If that code is hard to follow, I recommend adding some print statements to show when a character is added or removed. Should make it very easy to step through the function.

Now, I wonder what we’ll do with these not-invalid lines…

Part 2

We’ll complete them! We got lucky here- we’ve already done the hard work. When our for c in line loop above finishes, pairs will have all of the unmatched openers. Well, that was a freebie.

We can adapt our part 1 code a bit to give us all the pairs from the valid lines and then get to the scoring.
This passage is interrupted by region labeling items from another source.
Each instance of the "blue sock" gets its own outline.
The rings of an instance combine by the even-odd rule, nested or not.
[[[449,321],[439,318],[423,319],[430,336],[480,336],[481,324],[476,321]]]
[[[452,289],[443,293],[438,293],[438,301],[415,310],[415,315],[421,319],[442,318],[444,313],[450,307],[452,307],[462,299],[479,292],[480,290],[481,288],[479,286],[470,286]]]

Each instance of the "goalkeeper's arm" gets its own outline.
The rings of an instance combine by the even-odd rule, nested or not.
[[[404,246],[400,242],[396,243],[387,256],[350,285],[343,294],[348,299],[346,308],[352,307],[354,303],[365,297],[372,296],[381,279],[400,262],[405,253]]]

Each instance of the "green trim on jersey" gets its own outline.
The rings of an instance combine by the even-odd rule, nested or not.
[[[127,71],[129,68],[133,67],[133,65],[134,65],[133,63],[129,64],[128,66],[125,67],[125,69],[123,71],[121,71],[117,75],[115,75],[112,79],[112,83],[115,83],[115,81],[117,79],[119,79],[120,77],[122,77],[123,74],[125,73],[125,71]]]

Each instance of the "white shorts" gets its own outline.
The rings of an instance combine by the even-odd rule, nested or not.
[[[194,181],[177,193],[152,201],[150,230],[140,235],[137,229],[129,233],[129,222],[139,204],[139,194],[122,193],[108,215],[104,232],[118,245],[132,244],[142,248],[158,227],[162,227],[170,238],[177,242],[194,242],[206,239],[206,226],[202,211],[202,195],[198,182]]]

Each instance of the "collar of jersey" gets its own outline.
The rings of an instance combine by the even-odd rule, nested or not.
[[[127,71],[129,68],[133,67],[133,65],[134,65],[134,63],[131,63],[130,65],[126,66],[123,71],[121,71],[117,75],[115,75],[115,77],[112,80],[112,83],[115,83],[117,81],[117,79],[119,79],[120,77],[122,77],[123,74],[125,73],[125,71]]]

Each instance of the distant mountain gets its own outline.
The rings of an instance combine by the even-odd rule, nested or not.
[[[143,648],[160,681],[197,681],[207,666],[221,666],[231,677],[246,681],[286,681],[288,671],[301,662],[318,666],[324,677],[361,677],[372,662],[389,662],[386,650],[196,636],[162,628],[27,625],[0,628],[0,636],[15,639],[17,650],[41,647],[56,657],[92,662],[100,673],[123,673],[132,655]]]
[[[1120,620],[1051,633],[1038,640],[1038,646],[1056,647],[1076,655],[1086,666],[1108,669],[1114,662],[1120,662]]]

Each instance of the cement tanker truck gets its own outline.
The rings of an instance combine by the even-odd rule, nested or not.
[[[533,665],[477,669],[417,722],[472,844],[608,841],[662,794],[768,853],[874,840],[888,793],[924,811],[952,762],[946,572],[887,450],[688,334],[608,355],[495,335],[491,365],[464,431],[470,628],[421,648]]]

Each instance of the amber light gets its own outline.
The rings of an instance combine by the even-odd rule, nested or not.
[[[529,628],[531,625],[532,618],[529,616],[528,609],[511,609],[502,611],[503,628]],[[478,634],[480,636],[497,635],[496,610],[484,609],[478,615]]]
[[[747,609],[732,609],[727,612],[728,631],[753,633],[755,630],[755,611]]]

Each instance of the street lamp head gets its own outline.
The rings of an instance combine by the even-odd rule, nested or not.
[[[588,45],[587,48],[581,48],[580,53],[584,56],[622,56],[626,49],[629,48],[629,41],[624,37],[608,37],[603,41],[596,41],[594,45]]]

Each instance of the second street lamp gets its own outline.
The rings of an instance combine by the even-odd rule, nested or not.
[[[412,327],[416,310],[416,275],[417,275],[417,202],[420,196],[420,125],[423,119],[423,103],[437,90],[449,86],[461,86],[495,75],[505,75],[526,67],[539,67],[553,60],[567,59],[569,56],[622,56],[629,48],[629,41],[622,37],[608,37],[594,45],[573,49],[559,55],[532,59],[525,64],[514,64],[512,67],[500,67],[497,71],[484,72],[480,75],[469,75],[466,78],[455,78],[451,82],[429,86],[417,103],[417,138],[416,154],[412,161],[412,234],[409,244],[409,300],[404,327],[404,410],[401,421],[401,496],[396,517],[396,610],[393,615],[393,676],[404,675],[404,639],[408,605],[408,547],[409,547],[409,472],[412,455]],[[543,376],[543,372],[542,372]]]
Here’s that but adapted to keep the valid lines:

invalid_score = 0
valid_line_scores: List[int] = []
for line in self.input:
    was_valid_line = True
    incomplete_pairs: List[str] = []
    for c in line:
        if c in OPENERS:
            incomplete_pairs.append(c)
        else:
            if OPENERS[incomplete_pairs[-1]] != c:
                # invalid line!
                invalid_score += CLOSERS_INVALID[c]
                was_valid_line = False
                break

            incomplete_pairs.pop()

Now we write a little scoring method:

def closing_score(nums) -> int:
    score = 0
    for i in nums:
        score *= 5
        score += i
    return score

And a way to transform our remaining openers into a list of scores:

CLOSERS_MATCHING = {
    ")": 1,
    "]": 2,
    "}": 3,
    ">": 4,
}

for line in self.input:
    ...

    if was_valid_line:
        closers_needed = reversed(
            [CLOSERS_MATCHING[OPENERS[p]] for p in incomplete_pairs]
        )
        valid_line_scores.append(closing_score(closers_needed))

When that’s all said and done, we’re back at the top of our loop and can get the middle score. To get the middle, we need to sort the list and get the index of rounding down the len / 2. Python’s integer division does this for us:

5 / 2
# => 2.5

5 // 2
# => 2

So:

middle_score = sorted(valid_line_scores)[len(valid_line_scores) // 2]

return invalid_score, middle_score

Looked intimidating, but didn’t end up being terribly significant code!